Technology-company websites should NOT be driven by technology

Just when you thought it was safe to go back in the water…  Here is a problem we’ve been preaching about for years, and along comes Tom Jacobs’ post with the above title, reminding us that although there has been improvement, we still encounter companies – principally tech companies – that leave their IT people (or even worse for them, their developers, who clearly have more critical things to do) essentially in charge of their website redevelopment projects.
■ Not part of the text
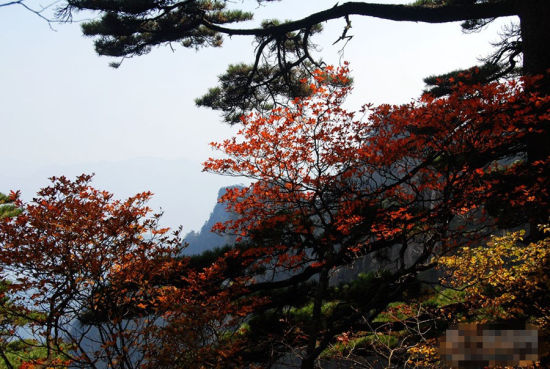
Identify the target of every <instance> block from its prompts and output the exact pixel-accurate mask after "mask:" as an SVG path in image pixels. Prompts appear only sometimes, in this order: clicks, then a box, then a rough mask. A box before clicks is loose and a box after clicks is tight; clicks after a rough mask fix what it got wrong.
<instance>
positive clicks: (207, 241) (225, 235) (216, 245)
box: [183, 186, 239, 255]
What’s wrong with this picture?  Well, even for technology companies, the website is first and foremost… a marketing, sales and customer service vehicle …which means that marketing has to make all the key calls about design choices, information architecture, branding/messaging and content.  There’s no rational basis for believing that IT folks can do that properly, any more than there is for believing that a marcomm person will be able to bring up a hundred-seat LAN, all with identical office-productivity software, over a weekend.

That doesn’t mean in any way to cut IT out of the picture.  As Tom says:  “IT has a role to play certainly and should contribute their tech savvy to ensure the website has the GUI, the ease of navigation, the proper hosting platform and CMS systems and ensure the rich apps can all run smoothly.”  And their role should expand in cases where the website is deeply integrated with the company’s internal systems, or where the company plans to do ongoing development with internal programmers.  But at the end of the day, the site’s visitors (aka buyers) will be looking for content that represents solutions to their business problems, and that must always rest with the marketing department.

It doesn’t need to be a battle;  it does need to be a partnership.  As Tom puts it:  “I would encourage the management team to allow marketing leadership to make marketing decisions and IT leadership to make IT decisions.”